Le H3C (Haut Conseil du Commissariat aux Comptes) a été créé postérieurement à la Loi Sarbanes-Oxley pour répondre aux évolutions législatives et contextuelles de l’audit. Il a pour rôle d’assurer la surveillance de la profession et de veiller au respect de la déontologie. Le H3C entre donc dans le processus de contrôle de la qualité et constitue le plus haut niveau de contrôle en France puisqu’il supervise la Compagnie Nationale des Commissaires aux Comptes. En 2007, le H3C a adopté un système de contrôle périodique concourant à l’amélioration du système d’assurance qualité et réalisé par un corps de contrôleur composé de professionnels n’exerçant pas en cabinet afin de garantir le principe d’indépendance. Le H3C intervient lors des contrôles à toutes les étapes et peut notamment demander des vérifications supplémentaires

D’un point de vue plus global, la CNCC a mis en place une organisation dédiée au contrôle qualité de l’audit qui se compose d’un comité « Démarche Qualité » et d’un pôle « Qualité Nationale ». Le pôle qualité assure notamment les relations entre la CNCC et le H3C, la mise en œuvre et la supervision des contrôles ressortant du niveau national et du niveau régional, la mise à jour des outils méthodologiques et la formation des contrôleurs et superviseurs. Le comité a pour objectif d’associer la CNCC à la mise en œuvre du système de contrôle périodique et pour cela il élabore le programme de contrôle, coordonne l’exécution des contrôle et les méthodes de contrôle utilisée en élaborant notamment des outils, des procédures ou encore des modèles de rapports qui soient adaptés à la taille des cabinets contrôlés et enfin il organise le recrutement des contrôleurs et leur formation destinée à les préparer aux opérations de contrôle.

c L’IFEC, un organisme support à la qualité de l’audit

En support à ces instances que sont la CNCC et le H3C, un syndicat, l’IFEC, Institut Français des Experts comptables et des Commissaires aux comptes créé en 1986 a pour vocation de développer et préserver les activités des experts comptables et des commissaires aux comptes en assurant notamment leur rayonnement dans la société civile, en communicant sur l’obligation de formation permanente et en publiant des guides et études portant sur des problématiques spécifiques et d’actualité. En 2001, l’IFEC a par exemple publié un article vantant les mérites de la démarche qualité dans les cabinets intitulé « La démarche qualité, un cabinet performant pour des clients gagnants ».

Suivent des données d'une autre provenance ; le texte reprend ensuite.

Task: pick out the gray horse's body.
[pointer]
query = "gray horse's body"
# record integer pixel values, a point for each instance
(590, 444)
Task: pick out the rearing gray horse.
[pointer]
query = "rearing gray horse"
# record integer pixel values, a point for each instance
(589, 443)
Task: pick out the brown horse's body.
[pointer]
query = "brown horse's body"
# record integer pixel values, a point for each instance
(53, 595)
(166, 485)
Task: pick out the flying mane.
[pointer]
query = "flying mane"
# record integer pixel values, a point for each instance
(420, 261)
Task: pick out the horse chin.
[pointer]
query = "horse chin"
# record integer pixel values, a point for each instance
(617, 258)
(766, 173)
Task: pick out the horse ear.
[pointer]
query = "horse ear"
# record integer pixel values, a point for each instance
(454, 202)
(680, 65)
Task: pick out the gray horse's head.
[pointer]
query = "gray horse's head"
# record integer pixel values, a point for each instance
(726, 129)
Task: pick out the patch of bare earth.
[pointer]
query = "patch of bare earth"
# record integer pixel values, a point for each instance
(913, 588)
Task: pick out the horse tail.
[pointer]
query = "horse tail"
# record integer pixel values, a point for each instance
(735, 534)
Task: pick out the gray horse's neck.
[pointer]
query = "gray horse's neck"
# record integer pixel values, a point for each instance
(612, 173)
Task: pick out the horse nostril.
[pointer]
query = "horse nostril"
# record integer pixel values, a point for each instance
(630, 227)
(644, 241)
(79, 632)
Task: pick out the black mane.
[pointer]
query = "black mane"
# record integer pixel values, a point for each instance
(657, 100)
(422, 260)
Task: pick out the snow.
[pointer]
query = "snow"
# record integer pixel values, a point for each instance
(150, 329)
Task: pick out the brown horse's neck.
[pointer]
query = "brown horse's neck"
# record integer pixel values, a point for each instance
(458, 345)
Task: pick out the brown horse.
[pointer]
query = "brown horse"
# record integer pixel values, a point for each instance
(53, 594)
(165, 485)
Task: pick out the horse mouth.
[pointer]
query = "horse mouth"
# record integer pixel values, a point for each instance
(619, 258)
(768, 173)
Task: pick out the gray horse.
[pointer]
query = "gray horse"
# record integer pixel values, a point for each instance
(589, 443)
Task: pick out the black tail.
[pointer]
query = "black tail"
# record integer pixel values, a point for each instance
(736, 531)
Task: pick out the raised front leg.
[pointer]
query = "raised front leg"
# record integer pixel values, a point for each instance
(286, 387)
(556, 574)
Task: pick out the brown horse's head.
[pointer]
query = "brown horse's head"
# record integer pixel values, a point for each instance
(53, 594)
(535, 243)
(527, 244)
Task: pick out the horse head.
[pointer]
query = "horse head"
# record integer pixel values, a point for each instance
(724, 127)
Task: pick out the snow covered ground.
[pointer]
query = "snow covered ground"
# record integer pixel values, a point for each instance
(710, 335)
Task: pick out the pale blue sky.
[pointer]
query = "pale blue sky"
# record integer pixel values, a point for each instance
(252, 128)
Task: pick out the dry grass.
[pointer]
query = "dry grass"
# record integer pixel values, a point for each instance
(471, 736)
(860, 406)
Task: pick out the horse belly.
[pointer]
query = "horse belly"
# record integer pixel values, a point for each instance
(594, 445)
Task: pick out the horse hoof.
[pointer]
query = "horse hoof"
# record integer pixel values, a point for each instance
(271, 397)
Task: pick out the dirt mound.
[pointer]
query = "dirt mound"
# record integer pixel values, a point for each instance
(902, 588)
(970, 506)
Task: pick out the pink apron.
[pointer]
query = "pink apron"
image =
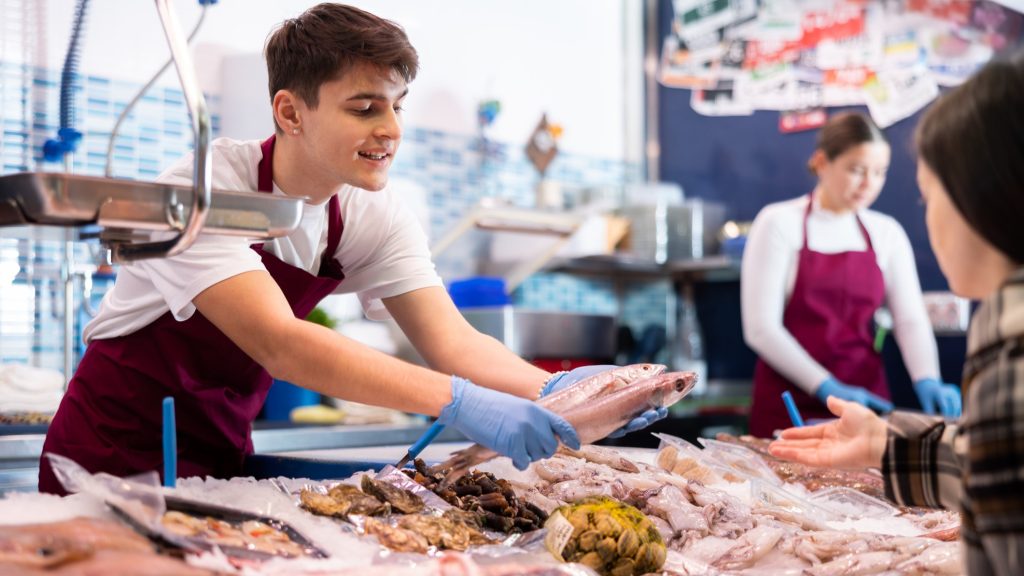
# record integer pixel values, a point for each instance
(110, 419)
(829, 314)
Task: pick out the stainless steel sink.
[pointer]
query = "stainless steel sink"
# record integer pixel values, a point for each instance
(544, 334)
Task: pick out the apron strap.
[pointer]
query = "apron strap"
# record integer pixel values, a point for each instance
(860, 223)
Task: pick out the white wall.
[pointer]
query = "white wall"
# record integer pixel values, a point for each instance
(562, 56)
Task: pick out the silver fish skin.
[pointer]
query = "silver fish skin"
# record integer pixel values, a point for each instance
(595, 419)
(591, 387)
(598, 384)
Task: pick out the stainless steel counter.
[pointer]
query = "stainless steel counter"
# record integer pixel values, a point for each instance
(19, 453)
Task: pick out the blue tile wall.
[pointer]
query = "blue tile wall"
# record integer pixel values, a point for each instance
(458, 170)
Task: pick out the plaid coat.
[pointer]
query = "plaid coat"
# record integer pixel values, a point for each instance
(977, 464)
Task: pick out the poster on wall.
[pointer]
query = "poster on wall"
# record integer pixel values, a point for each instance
(796, 55)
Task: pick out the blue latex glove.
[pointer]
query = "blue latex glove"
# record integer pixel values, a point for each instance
(832, 386)
(508, 424)
(937, 397)
(565, 379)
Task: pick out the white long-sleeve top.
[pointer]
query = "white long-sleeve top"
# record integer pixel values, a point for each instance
(769, 272)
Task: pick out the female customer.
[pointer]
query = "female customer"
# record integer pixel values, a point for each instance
(971, 173)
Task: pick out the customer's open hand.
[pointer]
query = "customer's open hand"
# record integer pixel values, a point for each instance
(856, 440)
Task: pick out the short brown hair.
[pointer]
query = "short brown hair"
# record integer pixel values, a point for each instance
(324, 43)
(972, 138)
(844, 131)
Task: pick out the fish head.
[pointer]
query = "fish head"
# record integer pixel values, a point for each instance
(671, 387)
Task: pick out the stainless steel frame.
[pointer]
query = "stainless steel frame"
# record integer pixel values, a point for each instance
(129, 210)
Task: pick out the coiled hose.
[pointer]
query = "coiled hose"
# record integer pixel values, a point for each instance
(68, 136)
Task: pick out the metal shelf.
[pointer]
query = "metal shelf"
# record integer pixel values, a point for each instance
(67, 200)
(714, 269)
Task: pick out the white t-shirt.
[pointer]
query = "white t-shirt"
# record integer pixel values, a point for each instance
(769, 272)
(383, 251)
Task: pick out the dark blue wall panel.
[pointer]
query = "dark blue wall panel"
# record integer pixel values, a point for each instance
(745, 163)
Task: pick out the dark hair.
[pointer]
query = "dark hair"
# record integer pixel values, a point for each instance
(845, 130)
(973, 139)
(323, 43)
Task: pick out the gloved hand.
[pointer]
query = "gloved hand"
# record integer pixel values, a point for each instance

Pour clôturer la présentation du référentiel français sur la qualité de l’audit, nous pouvons citer le Mémento Pratique « Audit et Commissariat aux Comptes 2007-2008 » (Francis Lefebvre), un guide à l’usage de l’auditeur et de l’audité. Cet ouvrage propose un guide de contrôle du dossier de la qualité dans lequel on retrouve les mêmes critères. Ce guide se décompose en six parties : les travaux préalables, la déontologie et l’indépendance, les normes, l’étendue des travaux selon le type de certification entrepris, le rapport d’audit et le cas d’opérations spécifiques. On retrouve la même structure propre à la qualité de l’audit qui met l’accent sur l’indépendance et les compétences.